Como gerir o stress no dia-a-dia?

O stress acompanha a sua vida, é lhe familiar. No seu dia-a-dia, a tensão frequente que experimenta é companheira da impaciência e da irritabilidade que se expressam, em menor ou maior grau, na sua reação aos imprevistos, contrariedades ou conflitos. 

O seu humor altera-se à mínima oportunidade em que os planos não correm como previa, quando tem que tomar uma decisão simples ou no meio do trânsito quando alguém se atravessa inesperadamente no seu caminho, e reage de forma intensa a algo ou alguém que racionalmente reconhece não haver razão para tamanha explosão emocional. Tudo isto acontece gradualmente até que chega um momento em que percebe com atrapalhação que tem pouca ou nenhuma capacidade de lidar com os acontecimentos corriqueiros da sua vida e tudo parece ser demais para si.
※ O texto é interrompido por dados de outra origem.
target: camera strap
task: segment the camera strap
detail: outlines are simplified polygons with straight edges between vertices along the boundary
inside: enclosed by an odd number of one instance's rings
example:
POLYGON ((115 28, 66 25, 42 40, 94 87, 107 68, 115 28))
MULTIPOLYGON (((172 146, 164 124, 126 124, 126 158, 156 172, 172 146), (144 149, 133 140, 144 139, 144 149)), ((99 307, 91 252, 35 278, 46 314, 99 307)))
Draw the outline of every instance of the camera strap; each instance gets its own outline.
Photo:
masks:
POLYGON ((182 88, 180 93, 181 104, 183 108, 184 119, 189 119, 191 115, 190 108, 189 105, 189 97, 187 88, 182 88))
Todas estas reações podem ser originadas por fatores físicos, psicológicos ou ambientais geradores de stress, mas estas não esgotam as reações ao stress. Nalguns casos, em vez da irritabilidade ou instabilidade emocional, desliga-se de tudo e todos. Mergulha num isolamento ou afastamento, contrários à sua própria natureza e personalidade, numa tentativa para conseguir restabelecer a ordem interna, um sentido de equilíbrio e bem-estar para fazer face à pressão contínua, agitação, fadiga ou mal-estar físico e psicológico.

Como gerir o stress no dia-a-dia com a abordagem polivagal?
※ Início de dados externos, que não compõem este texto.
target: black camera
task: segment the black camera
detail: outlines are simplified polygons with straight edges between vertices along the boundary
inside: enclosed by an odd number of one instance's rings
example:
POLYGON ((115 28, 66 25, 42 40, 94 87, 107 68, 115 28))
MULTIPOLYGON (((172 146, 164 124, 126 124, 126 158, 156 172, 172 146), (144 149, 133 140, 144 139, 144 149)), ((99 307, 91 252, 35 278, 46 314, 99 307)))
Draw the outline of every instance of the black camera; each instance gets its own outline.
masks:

Mas, afinal, o que é o stress? Quais são algumas das suas reações? Quais as estratégias de gestão do stress que estão mais em sintonia com o equilíbrio do nosso sistema nervoso de acordo com a abordagem polivagal? Esta teoria que explica as reações ao stress, com base no funcionamento do sistema nervoso, num continuum de reações que visam reduzir ou resolver as pistas de perigo ou insegurança para restabelecer uma segurança interna, que melhora a saúde física e mental, a ligação e relação com os outros, promove a abertura à mudança e a facilidade de adaptação a novas situações.

“O stress é causado

por estar aqui

mas querer estar “ali”.”

Eckhart Tolle

O que significa stress?

O stress resulta da perceção de incapacidade para lidar com as exigências das situações determinadas por factores interiores (alterações físicas ou fisiológicas) ou exteriores à pessoa (por exemplo: prazos, volume de trabalho, conflitos, condições ambientais, etc.). A pessoa sente que não tem a capacidade ou os meios para lidar com os acontecimentos.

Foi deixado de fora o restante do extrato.